There is a scene in All About Eve in which Anne Baxter, playing the title role, demands that Addison DeWitt (played by George Sanders) leave her presence.

She sharply pulls open the door to the room and snaps, "Get out!" In that voice, Sanders' DeWitt replies, "You're too short for that gesture." OMG. Best movie burn ever.

On a semi-related note, I have recently become aware that my brain contains a (unintentionally compiled) list of Favourite Gestures in Film. Here they are.

Elaine Miller (played by Frances McDormand) in Almost Famous, pointing to Simon & Garfunkel's pupils as they appear on the cover of their album Bookends - "Honey, they're on pot."

Another one from Almost Famous; Penny Lane's elegant bird flipping

In Marie Antoinette Kirsten Dunst glides her hand outside the window of the carriage taking her home after a night of masked partying:

The gesture feels slightly anachronistic, perhaps because I've seen Dunst pull a similar move in Sofia Coppola's earlier film, The Virgin Suicides:

Donnie Darko is a film I used to love but now seldom think of. One of the few things that has stayed with me is the strangely poignant and funny exchange of waves with which the film ends:



With the exceptions of Shadow of a Doubt and Rebecca, I don't tend to like Alfred Hitchock's heavier psychodramas. And perhaps those two don't fit into the category - I certainly don't find them as draining as Vertigo and, say,  Marnie. There is, however, one little bit in Vertigo that I can't get enough of. 

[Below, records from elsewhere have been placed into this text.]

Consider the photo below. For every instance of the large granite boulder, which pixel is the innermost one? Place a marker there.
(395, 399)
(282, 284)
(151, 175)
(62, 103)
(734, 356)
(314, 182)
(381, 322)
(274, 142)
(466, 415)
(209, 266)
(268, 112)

Scottie and Madeleine visit a Californian Redwood forest and look at a displayed cross-section of one of those ancient trees, the rings of which have been labeled with various corresponding events in human history (anthropo-dendrochronology?):



Madeleine points first to one ring and then to a slightly larger one:

Here I was born... and there I died.

Images stolen from Screen Musings

To be very clear, I totally don't get this movie. In fact until re-watching the clip for this post, I wrongheadedly thought that Madeleine pointed first to a larger ring, and then a smaller one, to indicate some mysterious birth/death reversal.

All I know is that there's something excellent about the way Kim Novak's gloved hand gently points... 

Just for kicks  I'll sometimes reenact the gesture and accompanying lines when faced with a particularly difficult crossword - Here I was born... and there I died.